We are all familiar with the South Korean pop culture, tradition, food, and even language. But we don’t really have any clue about the Northern side of Korea, nor do they want us to.
The laws there are particularly strict whereby they would limit the amount of tourists entering the country. Even when tourists are there, they are still confined to very strict rules such as no photography outside of tourist spots.
So when a 32-year-old man daringly shares the illegal photographs he took in North Korea, the world was taken by storm. Check out some of these super awesome pictures by Michael Huniewicz.
Michael first starts his journey from China. This is the Yalu River which borders China and Japan, and they cross the river by ferries.
Then, the tourists board onto a train from the old side of North Korea towards the new side.
For the Americans, they must fly into North Korea if they want to visit this country but for people of other nations, they must all take this train. Americans are not allowed on this train.
This is also where they do the customs check. Michael shares that only one person out of the whole group had to fill out customs forms and he was unlucky enough to be chosen.
He advises that you hide all your good camera lenses and “professional” camera equipment to avoid being suspected.
Their group was led by two guides, one of them being a lady. Michael described her as kind as she smiled most of the time and did most of the talking. She even sang them a song.
“The picture of North Korea she painted for us was that of a brave little country defying imperialists. Only the U.S. and Japan were mentioned by name, but they didn’t seem to think too highly of the Chinese either — albeit struggling due to their oppression, which happens to go against the official doctrine of juche, that is of complete independence from the outside world.”
As the tour group continue to travel in the train, Michael sneaks a few pictures of the view outside.
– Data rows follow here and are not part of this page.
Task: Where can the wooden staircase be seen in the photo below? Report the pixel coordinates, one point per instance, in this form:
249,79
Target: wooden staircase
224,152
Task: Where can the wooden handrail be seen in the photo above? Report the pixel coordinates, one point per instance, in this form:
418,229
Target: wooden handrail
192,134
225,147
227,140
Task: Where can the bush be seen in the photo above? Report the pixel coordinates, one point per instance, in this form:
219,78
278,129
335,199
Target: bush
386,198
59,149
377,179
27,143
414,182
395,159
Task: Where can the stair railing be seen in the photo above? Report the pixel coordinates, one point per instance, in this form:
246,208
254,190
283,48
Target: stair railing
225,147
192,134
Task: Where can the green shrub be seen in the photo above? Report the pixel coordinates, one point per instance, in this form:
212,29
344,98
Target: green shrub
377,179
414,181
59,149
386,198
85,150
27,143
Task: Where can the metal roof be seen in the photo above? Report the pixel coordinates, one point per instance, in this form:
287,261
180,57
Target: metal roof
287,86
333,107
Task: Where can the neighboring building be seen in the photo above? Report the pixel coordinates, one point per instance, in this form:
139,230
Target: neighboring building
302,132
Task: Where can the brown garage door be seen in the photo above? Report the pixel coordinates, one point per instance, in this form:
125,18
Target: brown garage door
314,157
Actually, they are not allowed to snap photographs from the train.
It is actually to avoid from the world seeing the “uglier” side of North Korea since they want to retain an image of a majestic nation.
The train passes by portraits of Kim Il-Sung (The Eternal President of North Korea), his son Kim Jong-Il (The Eternal Secretary of North Korea) and the former’s wife Kim Jong-Suk.
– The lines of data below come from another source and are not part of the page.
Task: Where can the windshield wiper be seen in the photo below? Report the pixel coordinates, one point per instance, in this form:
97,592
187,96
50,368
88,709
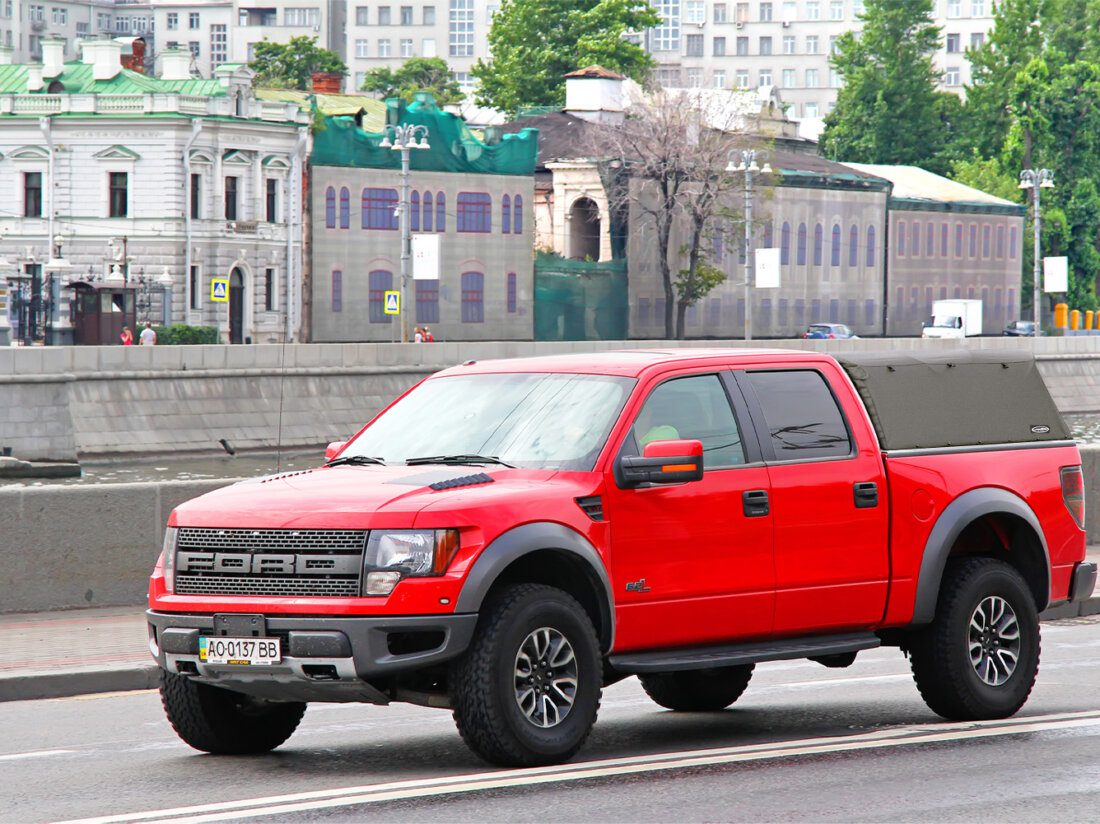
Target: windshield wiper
457,459
354,460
When Michael asked the tour guide about Kim Jong-Suk, the reply he got was that they do not talk about her.
As the train journeys on through the countryside, many “Korean workers” can be seen.
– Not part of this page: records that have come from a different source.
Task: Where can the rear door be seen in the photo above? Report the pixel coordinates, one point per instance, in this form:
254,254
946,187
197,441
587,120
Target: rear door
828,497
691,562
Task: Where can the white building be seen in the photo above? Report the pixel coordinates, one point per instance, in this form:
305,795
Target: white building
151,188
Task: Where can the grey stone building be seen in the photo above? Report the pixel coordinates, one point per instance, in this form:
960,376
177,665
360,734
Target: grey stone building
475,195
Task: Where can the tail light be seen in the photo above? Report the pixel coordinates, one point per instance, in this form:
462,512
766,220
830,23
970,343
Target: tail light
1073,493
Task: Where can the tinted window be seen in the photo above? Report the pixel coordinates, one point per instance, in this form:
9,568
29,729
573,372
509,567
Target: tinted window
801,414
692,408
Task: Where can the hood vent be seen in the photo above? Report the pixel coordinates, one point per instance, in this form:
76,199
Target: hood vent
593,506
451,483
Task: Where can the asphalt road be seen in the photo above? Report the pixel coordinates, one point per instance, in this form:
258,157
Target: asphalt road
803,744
“If you survive a thousand miles of suffering, there will be ten thousand miles of happiness” – The North Korean Party’s slogan
In North Korea, if you want to travel, you may only do so by foot or bicycle. If you want to travel long distances, you must acquire permission from the government. Only then can you travel by bus or by train.
After many hours of traveling in the train, the tour group finally arrived in Pyongyang Railway Station.
Michael describes the people as mere actors for the eyes of tourists, putting up an act as if they were in a hurry to go somewhere.
As the tour group steps into the city, the view certainly is super duper different from the country side. The city is much more colorful, and portraits and statues of their leaders put in all public areas. But one thing still remains is the spotting of North Korean soldiers everywhere.
Taking pictures of the soldiers there are strictly forbidden. So imagine the balls Michael had.
The North Koreans even have their own English paper!
Michael mentioned that he went as far as to sneak into the local grocery store which foreigners weren’t allowed in.
“The lights were off and everyone froze. I had maybe 15 seconds in there before my guide realized what had happened and kicked me out. I managed to take two sneaky photos that show the dark shop with mostly empty shelves.
“It was a shop where you ask the salesperson to give you each product and you’re not allowed to pick things up on your own. That’s exactly the type of shops I remember from my early childhood before actual supermarkets appeared. I think that kind of shop reflects poverty and lack of trust between people.”
Michael also noticed how people living in the city was dressed in outdated fashion wear while wearing a badge.
“It seems that everyone living in Pyongyang has to wear this badge, and you cannot just buy it. Supposedly they may give it to you if you’re obedient and don’t ask stupid questions — or you can buy a counterfeit one in China.”
Michael told NextShark
“The country is depressing. We only saw a handful of people smiling or expressing anything other than obedience. They just walk in silence from one place to another, and avoid foreigners like ourselves.”
Michael did enjoy his trip a lot and he wishes to return to North Korea for another trip. However, he wishes it be under a different circumstance – when North Korea has achieved freedom.